Saturday, October 8, 2011, 12:30 pm
ABOUT THE MUSIC
Music by Frederic Rzewski (1971)
Text by Sam Melville (1971)
On September 9, 1971 about 1,000 prisoners inside the Attica Correctional Facility in New York seized control of the prison, taking 33 staff hostage. The State began negotiating with the prisoners.
During the following four days, authorities agreed to 28 of the prisoners’ demands, but would not agree to demands for amnesty from criminal prosecution for the prison takeover or for the removal of Attica’s superintendent. On the order of Governor Nelson Rockefeller, State Police dropped tear gas into the yard and fired blindly into the smoke for two minutes. By the time the firing ceased, at least 39 people were dead, including 10 correctional officers and civilian employees.
Media reports at the time claimed inmate hostage-takers had slit the throats of many of their hostages. These reports were later found to be entirely and deliberately fictitious. All the dead, including the hostages, had been shot by the State. With the exception of Indian massacres in the late 19th century, the State Police assault that ended the four-day prison uprising was the bloodiest one-day encounter between Americans since the Civil War.
The libretto for Coming Together comes from a letter written by one of the deceased and sent only days before the riots began.
i think the combination of age and the greater coming together is responsible for the speed of the passing time. its six months now and i can tell you truthfully few periods in my life have passed so quickly. i am in excellent physical and emotional health. there are doubtless subtle surprises ahead but i feel secure and ready.
as lovers will contrast their emotions in times of crisis, so am i dealing with my environment. in the indifferent brutality, incessant noise, the experimental chemistry of food, the ravings of lost hysterical men, i can act with clarity and meaning. i am deliberate — sometimes even calculating — seldom employ histrionics except as a test of the reactions of others. i read much, exercise, talk to guards and inmates, feeling for the inevitable direction of my life.
The writer of the letter, Sam Melville, had been arrested in 1969 for a series of bombings in Manhattan, each preceded by calls to ensure injuries were avoided and accompanied by detailed writings explaining how he thought the businesses within the structures spread death and poverty.
Born and raised in Buffalo, Melville was eighteen when he moved to New York City in the mid-fifties. In 1969, he was involved in political demonstrations against Columbia University. Then, as the Vietnam war droned on, he launched an offensive against what he saw as society’s war machine.
After his arrest, Melville was sent to the Federal House of Detention in Manhattan.

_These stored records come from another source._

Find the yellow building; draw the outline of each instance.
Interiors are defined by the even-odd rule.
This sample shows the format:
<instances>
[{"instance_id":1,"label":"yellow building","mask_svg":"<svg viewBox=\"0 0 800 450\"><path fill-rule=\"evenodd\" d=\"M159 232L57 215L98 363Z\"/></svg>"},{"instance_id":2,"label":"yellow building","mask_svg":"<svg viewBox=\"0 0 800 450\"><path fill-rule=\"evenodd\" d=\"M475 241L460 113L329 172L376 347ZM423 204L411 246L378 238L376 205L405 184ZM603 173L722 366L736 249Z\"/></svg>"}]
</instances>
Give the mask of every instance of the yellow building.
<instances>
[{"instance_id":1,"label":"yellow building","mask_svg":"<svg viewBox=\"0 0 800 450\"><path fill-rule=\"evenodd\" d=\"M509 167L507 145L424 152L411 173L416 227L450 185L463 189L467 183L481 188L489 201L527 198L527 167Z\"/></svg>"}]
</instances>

At the time of his conviction the judge chastised him for the damage he had caused. Melville’s reply: “That’s about two Viet Cong.” He was sent to Attica for an 18 year sentence.
Only one year into his sentence, however, Melville was killed during the Attica prison riot in 1971. He is believed to have been murdered by a National Guard sharpshooter well after the riot ended.
In Coming Together Frederic Rzewski presents a single line of music and a page of musical rules which guides the ensemble in transforming Rzewski’s original seed into a full blown performance. The piece can be played by any number of players on any group of instruments. And within this environment, the players must make individual choices to create a sense of community out of what might otherwise degenerate into chaos. The music therefore never results in any two performances that are the same.
To this artistic milieu, Rzewski adds Melville’s personal reflections on his own life in a chaotic prison system of rules and individual choices.
A work like this raises inherent questions for us in American society today: How do we want to live? Can we still exercise our own free will with clarity and meaning, even if we are oppressed or controlled outwardly by others? Is anyone truly free in our society? And should we just accept it if our leaders lie to us, or should we instead demand more honesty, more authenticity, from both others and ourselves?
Works like Coming Together challenge us to remember our own history, and to determine to create a better society together for our children and posterity, one that respects the rights to life, liberty and the pursuit of happiness for all humankind.